A form of hormesis famous in antiquity was Mithridatism, the practice whereby Mithridates VI of Pontus supposedly made himself immune to a variety of toxins by regular exposure to small doses. Mithridate and theriac, polypharmaceutical electuaries claiming descent from his formula and initially including flesh from poisonous animals, were consumed for centuries by emperors, kings, and queens as protection against poison and ill health. In the Renaissance, the Swiss doctor Paracelsus said, "All things are poison, and nothing is without poison; the dosage alone makes it so a thing is not a poison."

German pharmacologist Hugo Schulz first described such a phenomenon in 1888 following his own observations that the growth of yeast could be stimulated by small doses of poisons.
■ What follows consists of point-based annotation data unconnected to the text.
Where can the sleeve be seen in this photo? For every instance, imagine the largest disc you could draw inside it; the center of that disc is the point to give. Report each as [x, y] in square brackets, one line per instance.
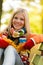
[29, 44]
[3, 43]
[38, 38]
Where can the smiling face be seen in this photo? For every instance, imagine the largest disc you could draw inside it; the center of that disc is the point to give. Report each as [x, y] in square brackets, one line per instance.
[18, 21]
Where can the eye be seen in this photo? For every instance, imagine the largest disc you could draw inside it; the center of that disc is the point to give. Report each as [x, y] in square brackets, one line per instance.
[15, 17]
[21, 19]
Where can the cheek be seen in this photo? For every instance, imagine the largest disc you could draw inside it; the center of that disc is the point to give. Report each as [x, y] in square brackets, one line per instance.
[22, 22]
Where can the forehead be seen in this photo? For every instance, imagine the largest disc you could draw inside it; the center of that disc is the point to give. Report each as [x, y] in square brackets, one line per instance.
[19, 14]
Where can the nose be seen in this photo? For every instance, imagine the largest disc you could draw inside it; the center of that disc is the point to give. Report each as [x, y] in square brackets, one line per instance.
[18, 20]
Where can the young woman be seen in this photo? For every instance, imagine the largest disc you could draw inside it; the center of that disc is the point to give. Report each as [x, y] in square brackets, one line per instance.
[19, 32]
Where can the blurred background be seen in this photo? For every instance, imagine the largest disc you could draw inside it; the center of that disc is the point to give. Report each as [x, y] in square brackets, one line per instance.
[35, 13]
[34, 8]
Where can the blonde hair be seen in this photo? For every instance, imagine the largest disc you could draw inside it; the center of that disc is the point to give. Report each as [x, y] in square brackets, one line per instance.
[27, 25]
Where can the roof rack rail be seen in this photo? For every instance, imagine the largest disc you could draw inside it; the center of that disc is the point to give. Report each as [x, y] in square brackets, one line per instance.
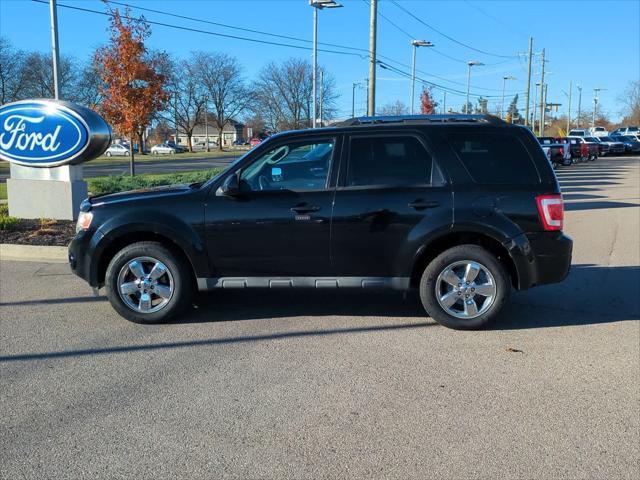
[420, 119]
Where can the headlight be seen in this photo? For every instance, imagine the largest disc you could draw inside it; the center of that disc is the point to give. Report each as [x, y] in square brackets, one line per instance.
[84, 221]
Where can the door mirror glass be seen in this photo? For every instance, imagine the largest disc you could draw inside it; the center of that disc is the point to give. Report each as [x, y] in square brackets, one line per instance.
[230, 187]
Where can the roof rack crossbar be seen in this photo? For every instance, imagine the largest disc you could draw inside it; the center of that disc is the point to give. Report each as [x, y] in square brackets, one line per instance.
[422, 119]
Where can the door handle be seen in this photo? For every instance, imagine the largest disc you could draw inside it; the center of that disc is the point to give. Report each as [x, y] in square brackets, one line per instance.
[422, 204]
[304, 208]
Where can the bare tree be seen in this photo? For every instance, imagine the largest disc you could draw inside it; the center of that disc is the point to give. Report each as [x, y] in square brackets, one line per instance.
[227, 93]
[39, 76]
[631, 101]
[188, 99]
[283, 95]
[394, 108]
[12, 72]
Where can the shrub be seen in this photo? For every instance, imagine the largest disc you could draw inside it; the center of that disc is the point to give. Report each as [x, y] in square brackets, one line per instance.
[123, 183]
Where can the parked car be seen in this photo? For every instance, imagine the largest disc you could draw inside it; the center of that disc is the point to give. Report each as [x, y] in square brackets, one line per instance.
[556, 150]
[631, 144]
[603, 148]
[202, 146]
[579, 132]
[117, 149]
[597, 132]
[614, 146]
[162, 150]
[366, 204]
[625, 131]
This was coupled with the work of German physician Rudolph Arndt, who studied animals given low doses of drugs, eventually giving rise to the Arndt–Schulz rule. Arndt's advocacy of homeopathy contributed to the rule's diminished credibility in the 1920s and 1930s. The term "hormesis" was coined and used for the first time in a scientific paper by Chester M. Southam and J. Ehrlich in 1943 in the journal Phytopathology, volume 33, pp. 517–541.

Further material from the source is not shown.